Things to watch out for Light. A lot depends on light­ing con­di­tions. A small change in bright­ness (for instance clouds mov­ing in front of the sun) can ren­der the sys­tem total­ly unus­able. That’s why i made an infrared illu­mi­na­tor from a stack of blue and red Lee fil­ters attached around a 150 Watts light bulb, to make the scene as even­ly lit as pos­si­ble even if the scene itself has to stay dark.

Steady­cam. The cam­era has to be tight­ly fixed in posi­tion, because a small move­ment of the cam­era will make all pix­els dif­fer­ent from the ref­er­ence movie, result­ing in a jit­ter patch freak­ing out.

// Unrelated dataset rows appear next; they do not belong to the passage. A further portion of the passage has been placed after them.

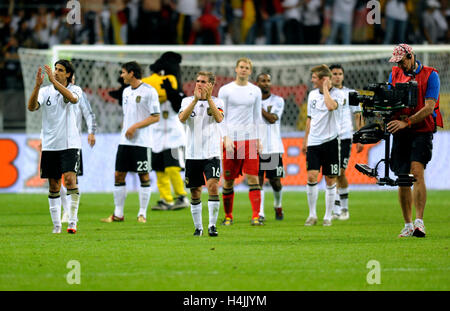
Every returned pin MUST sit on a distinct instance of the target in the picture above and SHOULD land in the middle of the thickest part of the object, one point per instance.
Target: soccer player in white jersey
(85, 112)
(202, 114)
(140, 109)
(61, 140)
(241, 143)
(321, 144)
(169, 140)
(346, 113)
(270, 159)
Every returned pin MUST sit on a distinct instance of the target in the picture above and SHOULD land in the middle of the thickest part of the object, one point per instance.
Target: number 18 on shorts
(197, 170)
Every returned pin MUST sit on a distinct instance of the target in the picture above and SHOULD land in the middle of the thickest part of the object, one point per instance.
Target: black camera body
(386, 97)
(378, 109)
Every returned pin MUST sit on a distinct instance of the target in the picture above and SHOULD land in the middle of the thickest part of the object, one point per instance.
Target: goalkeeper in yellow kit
(168, 135)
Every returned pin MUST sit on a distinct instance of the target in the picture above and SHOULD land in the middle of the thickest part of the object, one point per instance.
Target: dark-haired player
(61, 140)
(140, 109)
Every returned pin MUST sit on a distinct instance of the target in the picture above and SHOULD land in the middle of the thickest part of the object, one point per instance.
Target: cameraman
(412, 130)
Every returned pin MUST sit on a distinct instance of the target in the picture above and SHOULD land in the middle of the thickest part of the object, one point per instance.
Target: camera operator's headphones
(408, 54)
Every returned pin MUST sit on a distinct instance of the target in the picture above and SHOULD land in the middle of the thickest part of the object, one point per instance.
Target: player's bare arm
(329, 102)
(218, 116)
(91, 139)
(184, 115)
(144, 123)
(305, 139)
(270, 117)
(359, 123)
(60, 87)
(396, 125)
(33, 100)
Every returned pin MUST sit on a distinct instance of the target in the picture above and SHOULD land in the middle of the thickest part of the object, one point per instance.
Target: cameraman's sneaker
(419, 229)
(198, 232)
(162, 205)
(344, 214)
(181, 202)
(255, 222)
(326, 222)
(142, 219)
(212, 231)
(72, 228)
(311, 221)
(65, 217)
(112, 218)
(279, 215)
(335, 216)
(406, 232)
(227, 221)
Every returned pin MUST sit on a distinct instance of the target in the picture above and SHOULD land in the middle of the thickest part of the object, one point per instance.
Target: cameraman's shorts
(409, 147)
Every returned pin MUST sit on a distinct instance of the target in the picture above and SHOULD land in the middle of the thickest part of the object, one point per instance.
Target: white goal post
(97, 69)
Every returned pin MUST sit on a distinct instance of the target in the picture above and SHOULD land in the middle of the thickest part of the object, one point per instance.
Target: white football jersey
(324, 123)
(85, 111)
(242, 111)
(59, 119)
(346, 116)
(138, 104)
(270, 134)
(169, 132)
(202, 130)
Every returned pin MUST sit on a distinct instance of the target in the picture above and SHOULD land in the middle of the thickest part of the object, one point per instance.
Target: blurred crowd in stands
(44, 23)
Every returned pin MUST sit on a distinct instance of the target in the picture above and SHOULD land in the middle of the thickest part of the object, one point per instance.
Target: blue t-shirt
(433, 85)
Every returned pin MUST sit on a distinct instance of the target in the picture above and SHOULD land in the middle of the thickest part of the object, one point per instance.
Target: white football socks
(196, 211)
(312, 192)
(330, 194)
(55, 210)
(120, 193)
(213, 208)
(277, 195)
(261, 207)
(74, 203)
(144, 197)
(343, 197)
(64, 202)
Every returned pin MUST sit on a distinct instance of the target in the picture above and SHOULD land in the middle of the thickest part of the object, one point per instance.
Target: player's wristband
(409, 122)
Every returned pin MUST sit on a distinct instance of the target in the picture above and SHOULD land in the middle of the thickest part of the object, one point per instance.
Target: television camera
(380, 101)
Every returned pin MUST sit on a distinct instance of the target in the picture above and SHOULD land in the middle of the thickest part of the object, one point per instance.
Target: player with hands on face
(202, 114)
(321, 144)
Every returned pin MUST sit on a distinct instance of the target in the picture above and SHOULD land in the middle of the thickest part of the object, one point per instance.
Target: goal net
(97, 72)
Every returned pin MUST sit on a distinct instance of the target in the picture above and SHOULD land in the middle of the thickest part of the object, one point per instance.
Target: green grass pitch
(282, 255)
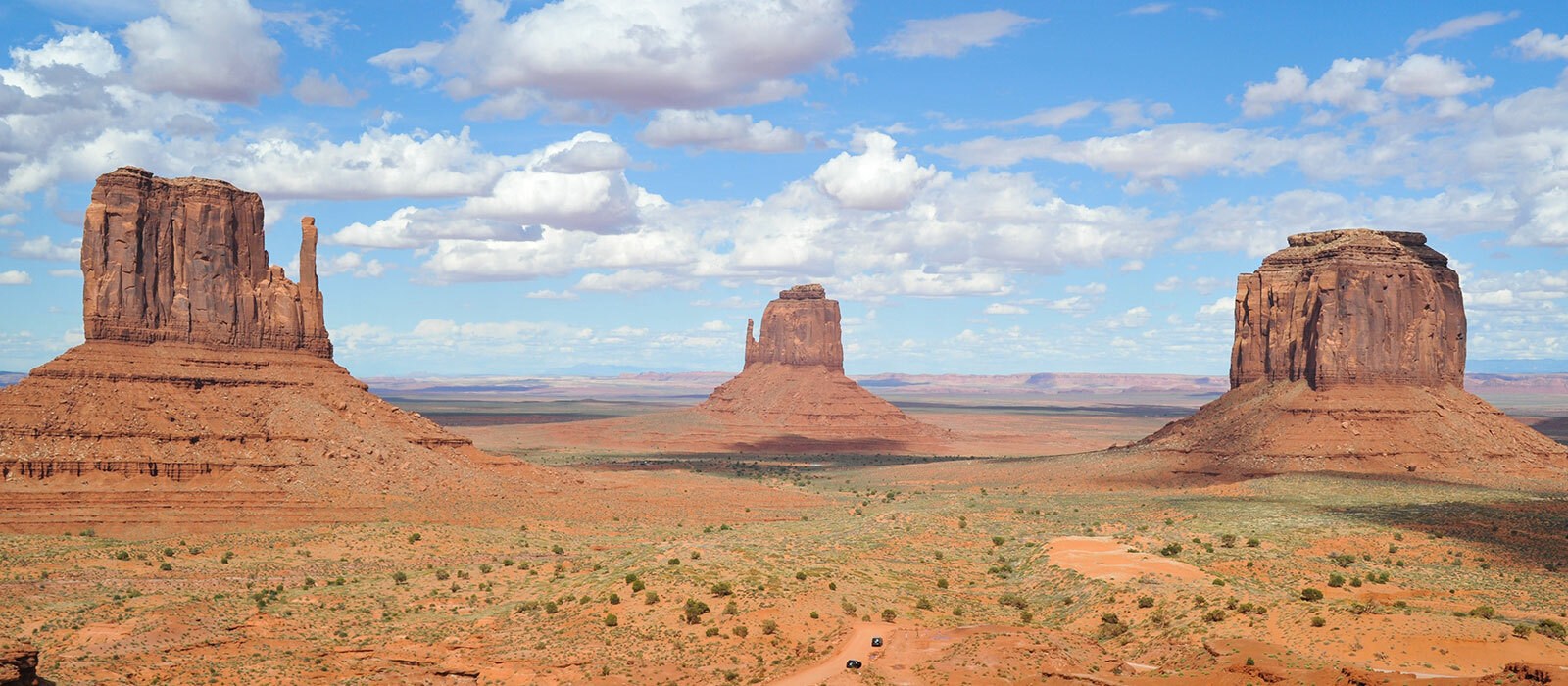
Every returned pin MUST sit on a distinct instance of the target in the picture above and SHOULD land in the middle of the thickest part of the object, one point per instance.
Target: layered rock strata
(184, 261)
(1348, 356)
(794, 377)
(1350, 308)
(206, 367)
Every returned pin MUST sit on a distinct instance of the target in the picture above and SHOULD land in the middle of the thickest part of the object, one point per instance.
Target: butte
(206, 390)
(791, 397)
(1348, 356)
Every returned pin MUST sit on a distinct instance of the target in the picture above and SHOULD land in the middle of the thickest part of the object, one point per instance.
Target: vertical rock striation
(184, 261)
(800, 327)
(1348, 356)
(1350, 308)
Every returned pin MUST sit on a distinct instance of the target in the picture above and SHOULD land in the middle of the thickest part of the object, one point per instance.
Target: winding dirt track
(858, 646)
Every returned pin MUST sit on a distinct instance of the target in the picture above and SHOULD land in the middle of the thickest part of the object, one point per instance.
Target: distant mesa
(1348, 356)
(794, 379)
(203, 362)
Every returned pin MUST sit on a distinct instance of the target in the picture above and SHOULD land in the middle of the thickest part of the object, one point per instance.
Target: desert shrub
(695, 610)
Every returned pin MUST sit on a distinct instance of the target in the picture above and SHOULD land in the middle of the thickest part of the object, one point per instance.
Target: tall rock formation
(800, 327)
(1348, 356)
(184, 261)
(794, 385)
(1350, 308)
(203, 362)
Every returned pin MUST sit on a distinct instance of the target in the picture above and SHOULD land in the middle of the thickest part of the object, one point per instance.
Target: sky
(987, 188)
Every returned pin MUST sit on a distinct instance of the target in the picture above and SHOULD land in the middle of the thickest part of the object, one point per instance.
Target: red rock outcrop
(800, 327)
(184, 261)
(18, 662)
(206, 390)
(1348, 356)
(1350, 308)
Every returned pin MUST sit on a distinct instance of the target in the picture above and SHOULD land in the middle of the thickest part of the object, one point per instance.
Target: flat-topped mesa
(800, 327)
(1350, 308)
(184, 261)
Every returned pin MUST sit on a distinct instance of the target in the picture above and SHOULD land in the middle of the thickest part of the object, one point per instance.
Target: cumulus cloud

Back­ground (floor) and dif­fer­ent mate­ri­als (clothes, hair) affect track­ing. This is the most unre­li­able part of the sys­tem. Some­times a per­son wears clothes of a cer­tain col­or or mate­r­i­al that blends too much with the back­ground­col­or/-mate­r­i­al, result­ing in an image that does­n’t have enough con­trast. Thus mak­ing it hard for the track­ing object to track a spe­cif­ic col­or. Every sit­u­a­tion demands a lit­tle fine­tun­ing; you can set a tol­er­ance and a tresh­old for 2up.jit.centroids, to set a range of val­ues to be tracked and a min­i­mum val­ue.